MUNCULNYA BENIH CINTA
Akhirnya Batang Dewi memenangkan lomba pada festival makanan termasuk truffle pada festival musim gugur.
Setelah juri lomba mengumumkan hasil final lomba yang kemarin diadakan sehari penuh dengan adanya acara perburuan truffle yang cukup menguras tenaga serta energi peserta lomba.
"Aku menang ! Aku menang ! Aku menang lomba !", teriak Batang Dewi seraya berlompat-lompat riang.
Batang Dewi sangat senang ketika namanya disebut sebagai pemenang lomba pada perayaan festival truffle fair untuk menyambut musim gugur di Toscana Resort Castelfalfi.

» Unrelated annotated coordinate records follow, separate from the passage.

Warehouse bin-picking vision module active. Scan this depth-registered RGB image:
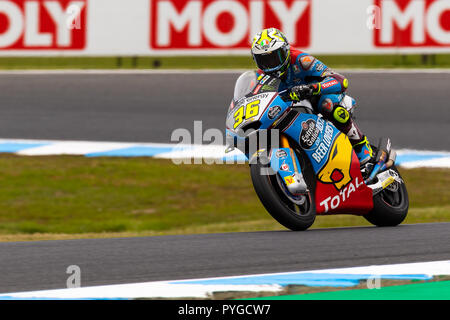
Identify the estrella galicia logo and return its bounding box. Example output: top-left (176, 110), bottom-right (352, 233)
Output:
top-left (267, 106), bottom-right (281, 120)
top-left (300, 119), bottom-right (320, 149)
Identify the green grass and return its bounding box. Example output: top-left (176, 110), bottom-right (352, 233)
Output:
top-left (249, 281), bottom-right (450, 300)
top-left (0, 155), bottom-right (450, 240)
top-left (0, 53), bottom-right (450, 70)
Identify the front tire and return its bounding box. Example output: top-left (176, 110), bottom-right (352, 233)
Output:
top-left (364, 165), bottom-right (409, 227)
top-left (250, 151), bottom-right (316, 231)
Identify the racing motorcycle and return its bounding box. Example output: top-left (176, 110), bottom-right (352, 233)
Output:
top-left (226, 71), bottom-right (409, 231)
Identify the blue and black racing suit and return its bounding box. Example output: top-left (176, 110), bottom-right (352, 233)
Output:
top-left (257, 48), bottom-right (371, 156)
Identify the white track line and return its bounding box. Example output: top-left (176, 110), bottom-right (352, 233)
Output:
top-left (0, 68), bottom-right (450, 76)
top-left (0, 260), bottom-right (450, 299)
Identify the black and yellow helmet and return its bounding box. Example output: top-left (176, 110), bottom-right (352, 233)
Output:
top-left (251, 28), bottom-right (291, 77)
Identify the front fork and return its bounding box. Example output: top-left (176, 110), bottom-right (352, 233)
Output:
top-left (270, 135), bottom-right (308, 196)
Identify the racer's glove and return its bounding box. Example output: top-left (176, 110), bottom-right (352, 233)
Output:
top-left (289, 83), bottom-right (320, 101)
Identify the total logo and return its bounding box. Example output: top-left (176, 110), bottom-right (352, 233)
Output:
top-left (0, 0), bottom-right (87, 50)
top-left (320, 178), bottom-right (364, 212)
top-left (374, 0), bottom-right (450, 47)
top-left (150, 0), bottom-right (311, 50)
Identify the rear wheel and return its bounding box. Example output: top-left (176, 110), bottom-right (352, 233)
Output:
top-left (364, 165), bottom-right (409, 227)
top-left (250, 149), bottom-right (316, 231)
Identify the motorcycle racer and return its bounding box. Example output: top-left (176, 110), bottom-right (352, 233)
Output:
top-left (251, 28), bottom-right (373, 165)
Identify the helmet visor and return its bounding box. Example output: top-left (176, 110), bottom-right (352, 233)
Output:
top-left (254, 48), bottom-right (287, 72)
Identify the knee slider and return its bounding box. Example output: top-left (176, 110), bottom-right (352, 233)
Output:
top-left (333, 106), bottom-right (350, 124)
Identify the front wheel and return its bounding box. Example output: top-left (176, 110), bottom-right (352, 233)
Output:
top-left (364, 166), bottom-right (409, 227)
top-left (250, 155), bottom-right (316, 231)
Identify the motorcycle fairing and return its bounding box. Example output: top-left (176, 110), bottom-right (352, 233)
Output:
top-left (285, 113), bottom-right (373, 215)
top-left (270, 148), bottom-right (301, 185)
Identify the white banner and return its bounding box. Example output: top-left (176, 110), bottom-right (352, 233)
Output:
top-left (0, 0), bottom-right (450, 56)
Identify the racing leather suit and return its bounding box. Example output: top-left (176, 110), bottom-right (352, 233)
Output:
top-left (257, 48), bottom-right (365, 145)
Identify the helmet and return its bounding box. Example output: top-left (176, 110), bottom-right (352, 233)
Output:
top-left (251, 28), bottom-right (291, 77)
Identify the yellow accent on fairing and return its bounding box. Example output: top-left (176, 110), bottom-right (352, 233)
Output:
top-left (317, 133), bottom-right (353, 190)
top-left (313, 83), bottom-right (322, 96)
top-left (289, 92), bottom-right (300, 101)
top-left (333, 107), bottom-right (350, 123)
top-left (342, 78), bottom-right (348, 89)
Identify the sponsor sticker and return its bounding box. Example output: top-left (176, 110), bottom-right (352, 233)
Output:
top-left (321, 80), bottom-right (338, 89)
top-left (280, 162), bottom-right (291, 171)
top-left (275, 149), bottom-right (287, 159)
top-left (300, 119), bottom-right (320, 149)
top-left (267, 106), bottom-right (281, 120)
top-left (284, 176), bottom-right (295, 186)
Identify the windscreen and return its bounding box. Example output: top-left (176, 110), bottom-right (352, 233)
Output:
top-left (234, 71), bottom-right (258, 100)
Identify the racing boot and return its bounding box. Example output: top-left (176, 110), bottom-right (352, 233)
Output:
top-left (353, 136), bottom-right (373, 166)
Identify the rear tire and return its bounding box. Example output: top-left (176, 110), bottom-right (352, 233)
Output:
top-left (364, 165), bottom-right (409, 227)
top-left (250, 150), bottom-right (316, 231)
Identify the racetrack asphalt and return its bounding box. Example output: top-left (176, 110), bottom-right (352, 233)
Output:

Dia terus melompat dengan hati senang dan berteriak-teriak seperti biasanya ketika Batang Dewi merasa bahagia.
"AAAAA... ! AAAAA... ! Aku menang ! Aku menang lomba !", teriak Batang Dewi lagi.
"Iya, iya, tenanglah ! Jangan bersikap berlebihan ! Apa kamu tidak melihat kalau banyak yang melihatmu ?", ucap pria amnesia itu setengah berbisik kepada Batang Dewi.
"AAAAAA.... !!!", teriak Batang Dewi.
"Astaga !", ucap Jian.
"Aku menang ! Aku menang ! Aku menang lomba !", jerit Batang Dewi.
"Dia benar-benar memalukan sekali", kata Jian sembari tertunduk dan menutupi wajahnya dengan kedua tangannya.
"AAAAAA... !!!", teriak Batang Dewi.
Tanpa sengaja Batang Dewi merangkul leher Jian dan mendaratkan ciumannya di pipi pria amnesia itu.
"Aku menang ! Aku menang lomba !", teriak gadis polos itu lagi.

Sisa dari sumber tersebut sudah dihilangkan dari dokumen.